Bivariate plots of various quantitative imaging biomarkers (outputs of radiomics analysis algorithms) were dichotomized by the presence or absence of local disease recurrence at 5 years. Multivariate bootstrap resampled recursive partitioning analysis (RPA) was conducted to identify and test candidate quantitative imaging biomarkers associated with increased probability of local failure. Recursive partitioning analysis (also known as classification and regression trees) was selected over other parametric methodologies as it allows selection of candidate “thresholds” for continuous variables using a binary endpoint. Recursive partitioning analysis is especially robust when limited priors preclude knowledge-based selection of continuous candidate features, and is comparatively unaffected by multi-collinearity and/or potential hyper-dimensional interactions within/between candidate covariates. RPA and regression models were applied systematically in the following steps:

  1. (1)

    Candidate quantitative imaging features were explored using bootstrap resampled RPA for all given features for all patients, with the Martingale residual (“variability of time-to-local failure not explained by clinical factors”) generated from a multivariate Cox proportional hazards model as the discriminant variable36,37. The multivariate Cox model included the following conventional demographic and prognostic variables: sex, age, race, tumor subsite, T stage, N stage, AJCC stage, HPV status and smoking status.

  2. (2)

    A post-pruning approach was adopted where a minimum number of cases was imposed that once reached forces the termination of the RPA algorithm and hence features at upper nodes were selected as “best candidate features.

  3. (3)

    Integer thresholds for the discriminant variable (e.g. local control) within “best” candidate features using K-fold cross validation.

  4. (4)

    A predictive model for the discriminant variable (i.e. local control) was built by testing “best” candidate features and clinical variables on the training set. Stepwise nominal regression with Bayesian Information Criteria (BIC) minimization optimization were applied for model selection and comparison.

  5. (5)

    A second tuning set was used to estimate prediction error and tweak the feature selection for model optimization; the test set was ultimately used for assessing the strength and utility of a predictive relationship.

  6. (6)

    Population level estimates of local control probabilities were plotted using post hoc bootstrapped logistic probability models and subsequent unsupervised nonlinear curve fits similar to the methodology of Wedenberg.
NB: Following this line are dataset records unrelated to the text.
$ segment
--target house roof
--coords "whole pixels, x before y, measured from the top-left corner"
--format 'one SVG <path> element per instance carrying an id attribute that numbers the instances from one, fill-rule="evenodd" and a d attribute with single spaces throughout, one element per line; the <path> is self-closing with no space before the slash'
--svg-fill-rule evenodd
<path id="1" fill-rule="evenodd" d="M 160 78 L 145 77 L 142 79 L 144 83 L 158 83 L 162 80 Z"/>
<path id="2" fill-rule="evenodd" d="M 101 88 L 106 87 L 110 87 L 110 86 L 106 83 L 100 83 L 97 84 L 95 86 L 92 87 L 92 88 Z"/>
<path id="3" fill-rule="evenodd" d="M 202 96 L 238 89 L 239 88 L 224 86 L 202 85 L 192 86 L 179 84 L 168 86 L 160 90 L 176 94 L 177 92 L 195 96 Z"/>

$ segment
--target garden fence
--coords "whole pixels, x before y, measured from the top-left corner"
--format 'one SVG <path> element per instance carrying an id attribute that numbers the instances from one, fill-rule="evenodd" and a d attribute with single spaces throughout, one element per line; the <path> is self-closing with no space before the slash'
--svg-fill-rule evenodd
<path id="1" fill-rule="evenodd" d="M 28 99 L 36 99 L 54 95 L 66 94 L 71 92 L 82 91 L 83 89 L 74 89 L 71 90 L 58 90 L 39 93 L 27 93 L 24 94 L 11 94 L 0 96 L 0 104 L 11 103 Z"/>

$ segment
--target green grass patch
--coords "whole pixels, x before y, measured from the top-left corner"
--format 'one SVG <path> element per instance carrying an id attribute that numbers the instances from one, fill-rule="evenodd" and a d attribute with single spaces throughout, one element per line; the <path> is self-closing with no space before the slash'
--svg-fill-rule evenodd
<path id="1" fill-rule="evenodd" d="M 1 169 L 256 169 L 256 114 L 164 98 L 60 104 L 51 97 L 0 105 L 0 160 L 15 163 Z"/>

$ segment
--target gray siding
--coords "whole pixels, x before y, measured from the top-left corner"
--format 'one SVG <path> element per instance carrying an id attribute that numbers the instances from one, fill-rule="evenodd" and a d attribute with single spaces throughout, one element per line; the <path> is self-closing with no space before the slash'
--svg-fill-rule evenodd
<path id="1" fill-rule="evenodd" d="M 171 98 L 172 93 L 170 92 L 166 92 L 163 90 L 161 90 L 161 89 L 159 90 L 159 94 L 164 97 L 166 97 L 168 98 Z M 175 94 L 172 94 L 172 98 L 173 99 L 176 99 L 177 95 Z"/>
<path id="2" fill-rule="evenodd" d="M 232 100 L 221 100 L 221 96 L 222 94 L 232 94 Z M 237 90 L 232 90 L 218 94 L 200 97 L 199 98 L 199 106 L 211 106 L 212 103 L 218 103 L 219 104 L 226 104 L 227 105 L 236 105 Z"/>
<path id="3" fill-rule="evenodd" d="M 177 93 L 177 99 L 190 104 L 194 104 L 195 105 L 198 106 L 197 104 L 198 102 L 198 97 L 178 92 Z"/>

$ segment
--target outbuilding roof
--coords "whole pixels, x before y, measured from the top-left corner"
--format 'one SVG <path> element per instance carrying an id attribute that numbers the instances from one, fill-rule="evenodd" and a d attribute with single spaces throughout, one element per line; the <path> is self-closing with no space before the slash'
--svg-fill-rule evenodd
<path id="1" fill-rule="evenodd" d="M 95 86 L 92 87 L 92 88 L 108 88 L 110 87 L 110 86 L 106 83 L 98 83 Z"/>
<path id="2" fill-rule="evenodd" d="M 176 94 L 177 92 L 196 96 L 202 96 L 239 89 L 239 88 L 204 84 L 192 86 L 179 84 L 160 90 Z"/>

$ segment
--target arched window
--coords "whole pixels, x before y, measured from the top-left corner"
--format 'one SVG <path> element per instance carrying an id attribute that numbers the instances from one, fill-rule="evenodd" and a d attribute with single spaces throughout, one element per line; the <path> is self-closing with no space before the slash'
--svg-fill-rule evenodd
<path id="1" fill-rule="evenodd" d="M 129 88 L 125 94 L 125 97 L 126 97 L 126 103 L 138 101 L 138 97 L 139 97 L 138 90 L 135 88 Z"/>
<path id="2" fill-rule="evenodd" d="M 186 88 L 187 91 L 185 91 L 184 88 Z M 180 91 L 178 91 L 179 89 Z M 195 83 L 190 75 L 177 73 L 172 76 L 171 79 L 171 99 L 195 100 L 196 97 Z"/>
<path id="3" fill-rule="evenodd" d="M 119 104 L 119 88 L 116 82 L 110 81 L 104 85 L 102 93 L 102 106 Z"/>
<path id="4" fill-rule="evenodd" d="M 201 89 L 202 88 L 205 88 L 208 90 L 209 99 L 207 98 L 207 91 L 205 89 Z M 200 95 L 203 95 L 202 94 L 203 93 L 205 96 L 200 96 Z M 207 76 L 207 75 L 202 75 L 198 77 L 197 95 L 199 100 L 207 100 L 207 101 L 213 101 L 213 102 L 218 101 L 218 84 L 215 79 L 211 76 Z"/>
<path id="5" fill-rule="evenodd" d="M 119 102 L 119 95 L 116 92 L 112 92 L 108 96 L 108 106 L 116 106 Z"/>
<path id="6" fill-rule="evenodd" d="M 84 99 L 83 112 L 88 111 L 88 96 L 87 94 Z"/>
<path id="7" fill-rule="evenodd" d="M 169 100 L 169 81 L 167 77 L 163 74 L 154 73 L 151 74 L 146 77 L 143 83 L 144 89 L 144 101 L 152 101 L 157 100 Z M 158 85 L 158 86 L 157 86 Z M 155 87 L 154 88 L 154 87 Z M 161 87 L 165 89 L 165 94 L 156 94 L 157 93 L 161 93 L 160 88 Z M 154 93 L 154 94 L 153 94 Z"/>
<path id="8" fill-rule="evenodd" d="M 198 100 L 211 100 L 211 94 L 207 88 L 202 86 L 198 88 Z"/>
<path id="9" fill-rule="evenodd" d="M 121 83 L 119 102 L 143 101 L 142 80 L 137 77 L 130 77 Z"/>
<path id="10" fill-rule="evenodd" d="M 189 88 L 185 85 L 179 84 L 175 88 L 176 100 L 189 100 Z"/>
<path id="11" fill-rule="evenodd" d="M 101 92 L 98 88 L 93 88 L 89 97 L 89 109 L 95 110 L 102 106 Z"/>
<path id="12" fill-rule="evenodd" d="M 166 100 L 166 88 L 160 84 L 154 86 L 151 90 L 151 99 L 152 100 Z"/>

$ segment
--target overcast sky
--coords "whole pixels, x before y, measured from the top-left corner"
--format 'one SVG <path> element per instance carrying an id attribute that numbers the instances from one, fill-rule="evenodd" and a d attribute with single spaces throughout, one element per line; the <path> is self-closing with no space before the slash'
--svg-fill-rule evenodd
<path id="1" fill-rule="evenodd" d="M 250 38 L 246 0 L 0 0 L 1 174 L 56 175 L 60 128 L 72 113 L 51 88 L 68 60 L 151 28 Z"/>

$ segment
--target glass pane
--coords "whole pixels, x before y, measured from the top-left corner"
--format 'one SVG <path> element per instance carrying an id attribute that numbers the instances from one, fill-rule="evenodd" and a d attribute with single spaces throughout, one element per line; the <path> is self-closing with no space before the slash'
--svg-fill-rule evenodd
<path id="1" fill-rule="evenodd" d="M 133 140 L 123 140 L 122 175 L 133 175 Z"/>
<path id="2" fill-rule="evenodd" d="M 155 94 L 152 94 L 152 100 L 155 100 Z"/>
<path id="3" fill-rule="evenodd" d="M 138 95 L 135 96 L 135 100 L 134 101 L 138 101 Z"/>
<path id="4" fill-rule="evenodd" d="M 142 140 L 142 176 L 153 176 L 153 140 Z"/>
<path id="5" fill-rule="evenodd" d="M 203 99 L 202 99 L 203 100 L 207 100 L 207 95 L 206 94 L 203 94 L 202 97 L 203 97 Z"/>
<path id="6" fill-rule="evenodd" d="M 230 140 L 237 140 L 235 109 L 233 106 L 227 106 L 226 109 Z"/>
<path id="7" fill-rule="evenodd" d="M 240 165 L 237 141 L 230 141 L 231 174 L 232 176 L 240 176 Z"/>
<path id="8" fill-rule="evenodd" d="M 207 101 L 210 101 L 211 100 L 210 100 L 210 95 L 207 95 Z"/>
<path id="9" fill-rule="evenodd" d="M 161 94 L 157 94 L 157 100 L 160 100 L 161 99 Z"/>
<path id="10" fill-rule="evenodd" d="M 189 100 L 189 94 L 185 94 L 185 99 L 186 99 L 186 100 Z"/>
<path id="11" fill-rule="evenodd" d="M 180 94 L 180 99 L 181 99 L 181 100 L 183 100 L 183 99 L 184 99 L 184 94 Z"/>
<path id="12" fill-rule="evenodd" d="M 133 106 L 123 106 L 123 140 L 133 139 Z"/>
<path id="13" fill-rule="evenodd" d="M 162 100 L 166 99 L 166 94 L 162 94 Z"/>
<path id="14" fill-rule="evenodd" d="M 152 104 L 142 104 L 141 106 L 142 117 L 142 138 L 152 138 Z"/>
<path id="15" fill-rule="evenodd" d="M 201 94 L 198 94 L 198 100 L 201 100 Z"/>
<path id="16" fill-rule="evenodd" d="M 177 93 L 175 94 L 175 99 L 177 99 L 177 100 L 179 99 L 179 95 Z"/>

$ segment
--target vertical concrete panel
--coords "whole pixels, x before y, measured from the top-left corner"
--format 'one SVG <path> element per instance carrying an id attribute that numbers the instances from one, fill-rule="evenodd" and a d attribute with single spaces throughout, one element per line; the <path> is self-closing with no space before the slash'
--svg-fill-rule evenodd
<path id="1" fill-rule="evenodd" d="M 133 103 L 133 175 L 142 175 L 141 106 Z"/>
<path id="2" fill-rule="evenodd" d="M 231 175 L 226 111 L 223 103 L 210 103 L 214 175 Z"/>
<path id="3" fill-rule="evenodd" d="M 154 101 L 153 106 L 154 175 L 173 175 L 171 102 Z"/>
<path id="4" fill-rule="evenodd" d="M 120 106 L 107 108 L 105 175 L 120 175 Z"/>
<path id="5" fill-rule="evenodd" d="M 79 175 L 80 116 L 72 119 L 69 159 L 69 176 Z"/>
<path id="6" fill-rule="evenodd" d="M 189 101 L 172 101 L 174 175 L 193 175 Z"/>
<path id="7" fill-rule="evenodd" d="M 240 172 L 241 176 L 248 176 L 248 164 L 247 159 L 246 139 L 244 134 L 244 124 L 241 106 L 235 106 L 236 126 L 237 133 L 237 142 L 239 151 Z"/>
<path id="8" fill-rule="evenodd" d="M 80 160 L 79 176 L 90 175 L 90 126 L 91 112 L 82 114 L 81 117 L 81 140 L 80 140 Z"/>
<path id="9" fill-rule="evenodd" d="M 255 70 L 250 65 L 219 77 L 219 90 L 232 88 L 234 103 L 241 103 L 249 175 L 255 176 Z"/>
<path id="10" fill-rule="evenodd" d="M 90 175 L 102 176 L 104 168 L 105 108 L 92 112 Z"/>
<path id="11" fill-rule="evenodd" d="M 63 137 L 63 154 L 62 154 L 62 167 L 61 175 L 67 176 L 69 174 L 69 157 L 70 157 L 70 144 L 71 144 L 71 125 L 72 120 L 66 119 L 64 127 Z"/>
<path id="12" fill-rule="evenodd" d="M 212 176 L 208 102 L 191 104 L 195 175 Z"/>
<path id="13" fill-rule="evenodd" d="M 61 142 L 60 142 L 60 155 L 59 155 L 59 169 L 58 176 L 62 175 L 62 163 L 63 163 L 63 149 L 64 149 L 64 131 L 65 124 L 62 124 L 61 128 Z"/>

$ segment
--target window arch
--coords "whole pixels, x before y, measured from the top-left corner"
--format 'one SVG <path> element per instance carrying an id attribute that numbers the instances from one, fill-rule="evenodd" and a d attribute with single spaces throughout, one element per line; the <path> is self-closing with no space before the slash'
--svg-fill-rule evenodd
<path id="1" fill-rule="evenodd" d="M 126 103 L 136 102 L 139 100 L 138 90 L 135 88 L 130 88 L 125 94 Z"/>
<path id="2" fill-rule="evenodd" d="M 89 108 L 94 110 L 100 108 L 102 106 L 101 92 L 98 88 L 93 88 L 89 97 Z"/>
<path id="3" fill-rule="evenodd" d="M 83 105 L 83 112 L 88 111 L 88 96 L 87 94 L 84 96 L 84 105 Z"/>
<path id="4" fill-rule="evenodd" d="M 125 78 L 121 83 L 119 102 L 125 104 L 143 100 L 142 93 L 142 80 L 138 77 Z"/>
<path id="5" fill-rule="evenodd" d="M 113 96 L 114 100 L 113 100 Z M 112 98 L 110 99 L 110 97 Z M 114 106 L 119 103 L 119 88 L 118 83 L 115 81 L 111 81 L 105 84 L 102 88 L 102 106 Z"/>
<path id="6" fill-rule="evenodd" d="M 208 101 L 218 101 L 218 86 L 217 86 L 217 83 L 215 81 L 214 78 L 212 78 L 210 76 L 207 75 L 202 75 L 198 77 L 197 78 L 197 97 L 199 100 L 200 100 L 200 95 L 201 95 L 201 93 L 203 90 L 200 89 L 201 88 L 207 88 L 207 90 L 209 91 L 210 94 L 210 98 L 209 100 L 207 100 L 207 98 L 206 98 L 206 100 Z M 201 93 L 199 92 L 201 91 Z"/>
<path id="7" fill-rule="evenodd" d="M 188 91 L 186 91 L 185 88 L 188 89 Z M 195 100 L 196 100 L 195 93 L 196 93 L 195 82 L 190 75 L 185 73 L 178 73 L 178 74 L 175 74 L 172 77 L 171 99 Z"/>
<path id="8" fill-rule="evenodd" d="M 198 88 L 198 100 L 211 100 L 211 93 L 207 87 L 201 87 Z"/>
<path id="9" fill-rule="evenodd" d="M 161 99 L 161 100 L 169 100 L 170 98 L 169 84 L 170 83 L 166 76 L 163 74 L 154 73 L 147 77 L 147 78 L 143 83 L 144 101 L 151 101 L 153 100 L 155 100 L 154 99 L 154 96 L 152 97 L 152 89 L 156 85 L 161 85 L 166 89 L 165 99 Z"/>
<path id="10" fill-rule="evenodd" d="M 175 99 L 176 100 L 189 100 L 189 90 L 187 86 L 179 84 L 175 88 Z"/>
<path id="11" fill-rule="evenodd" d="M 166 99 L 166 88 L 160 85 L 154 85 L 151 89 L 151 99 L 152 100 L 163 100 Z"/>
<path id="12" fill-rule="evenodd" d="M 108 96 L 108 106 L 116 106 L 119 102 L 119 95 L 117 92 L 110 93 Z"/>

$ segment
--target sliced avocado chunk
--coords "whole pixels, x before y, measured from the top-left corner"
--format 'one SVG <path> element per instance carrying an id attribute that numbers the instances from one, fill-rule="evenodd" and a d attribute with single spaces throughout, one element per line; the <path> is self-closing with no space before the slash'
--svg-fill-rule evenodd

For this exploratory analysis and model construction, uncorrected p-values are presented, with a priori p ≤ 0.05 considered for provisional statistical significance. Effect sizes, and LogWorth values (wherein LogWorth represents −log10[p-value], such that p = 0.01 is equivalent to a LogWorth of 2.0, p = 0.001 is denoted by LogWorth of 3.0, etc.) were applied.

The high dimensionality of the data produced in this analysis necessitated the implementation of advanced statistical methods to reduce the feature space to a meaningful, practical size. To that end, The feature space was consequently reduced to create a radiomics profile of the most statistically relevant features, for the patients to be stratified according to the ultimate radiomic signature. Local control as a direct outcome for radiation treatment was evaluated using Kaplan-Meier product limit curves using the radiomic signature for grouping. The prognostic performance of the derived radiomics model was then evaluated using Aikake Information criterion (AIC) for analysis. All statistical analysis was performed using commercial statistical analysis software (MatLab R2011a, Mathworks, Natick, MA; JMP Pro v12.1, SAS Institute, Cary, NC, USA; IBM SPSS 22.0, Chicago, IL) as well as Stata.